Extreme weather events await Catalonia as climate experts warn of bleak future
Earlier blossoming of some trees show nature cycles getting out of sync, says METEOCAT’s Montserrat Busto
As part of the Mediterranean basin, Catalonia is home to a vibrant ecosystem with an extremely rich wildlife that makes it one of the world’s biodiversity hotspots—and as climate experts warn, that ecosystem faces an existential threat posed by climate change.
"People usually think of the poles, but the Mediterranean is also a very fragile ecosystem," said Montserrat Busto, a climatologist at Catalonia’s Meteorological Service (METEOCAT).
Catalonia’s average temperature is expected to rise over 3ºC by 2050, surpassing global forecasts, and also exceeding the 2ºC threshold set by the Paris Agreement to avoid dangerous climate effects.
Even if average temperatures rise by only 0.5ºC, Busto says, extreme weather events like snowstorms or heat waves will be more frequent, which will have damaging effects on animals and plants. "It’s like a house of cards: you touch one card, and the entire structure shakes," she says.
After Catalonia registered the hottest year on record in 2020, temperatures are expected to continue rising. According to METEOCAT, scientists have come up with new categories to measure extremely hot periods: for instance, counting the days as hot as 30ºC instead of only 20ºC, and nights when temperatures don’t go below 25ºC, instead of 20ºC.
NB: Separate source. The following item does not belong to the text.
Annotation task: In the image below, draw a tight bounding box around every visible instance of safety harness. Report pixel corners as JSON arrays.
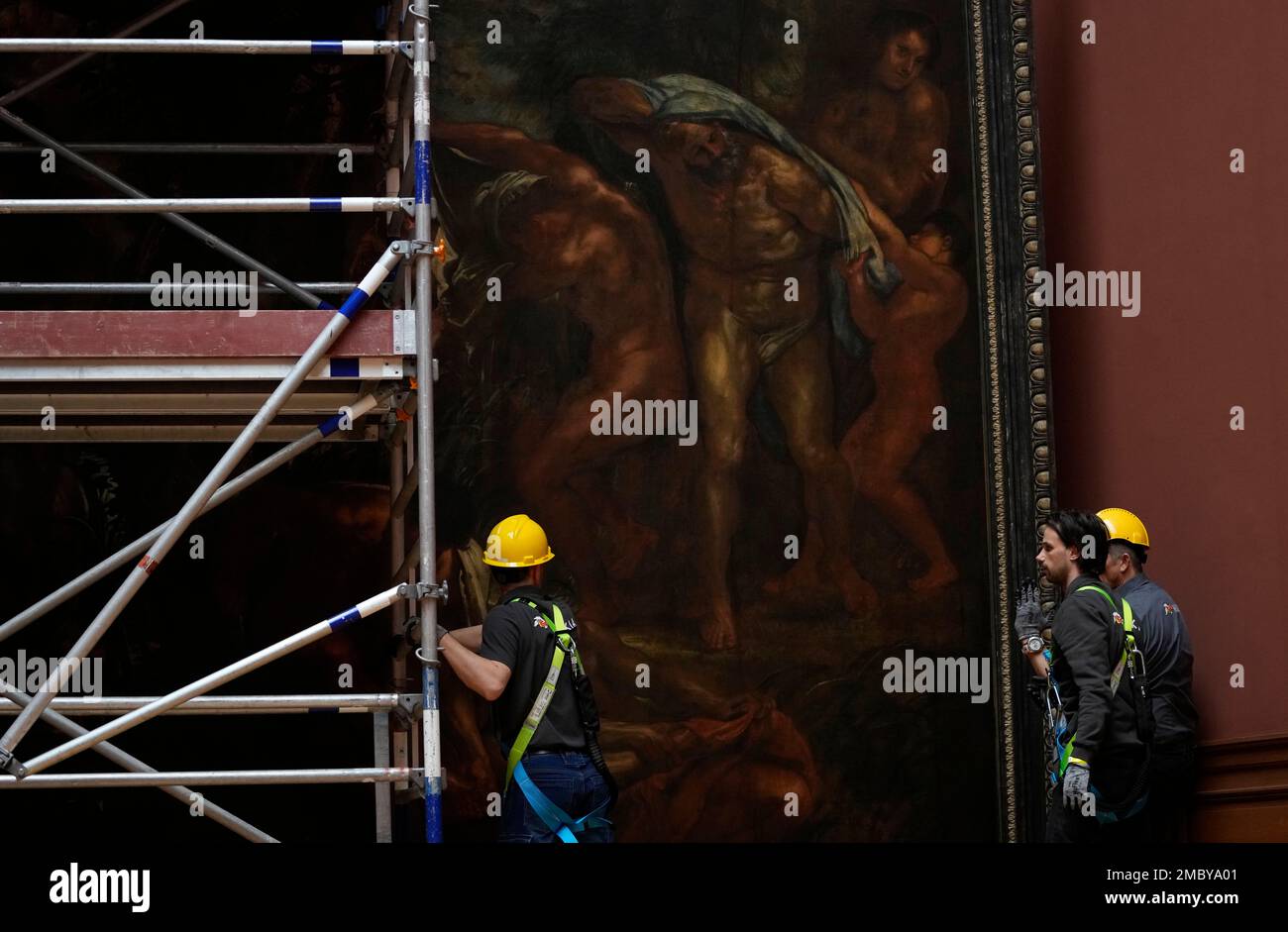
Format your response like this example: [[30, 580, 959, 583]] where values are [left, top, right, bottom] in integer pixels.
[[505, 596, 617, 845], [1047, 584, 1153, 823]]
While METEOCAT expects rainfall to decrease by 40%, extreme weather events like last year’s destructive Storm Gloria or the more recent Filomena, which brought heavy snowfall to some parts of the country, will be more likely.
According to Busto, longer summers are pushing some trees to blossom and produce twice for the first time.
One of the oldest databases measuring plant phenology in Catalonia, compiled by a farmer in the Serra d’Almos mountains, has found that every 10 years, olive trees blossom 4 days earlier. That’s 19 days since the series started in 1971. For apricot trees, the shift is 28 days.
"Greenhouse gasses are still there, and won't go away in a matter of a year," says Busto, explaining that the reduction of emissions is no longer sufficient to face the threat of climate change. "We need to adapt, knowing that nights will be hotter, sea levels will rise, and natural cycles are out of sync."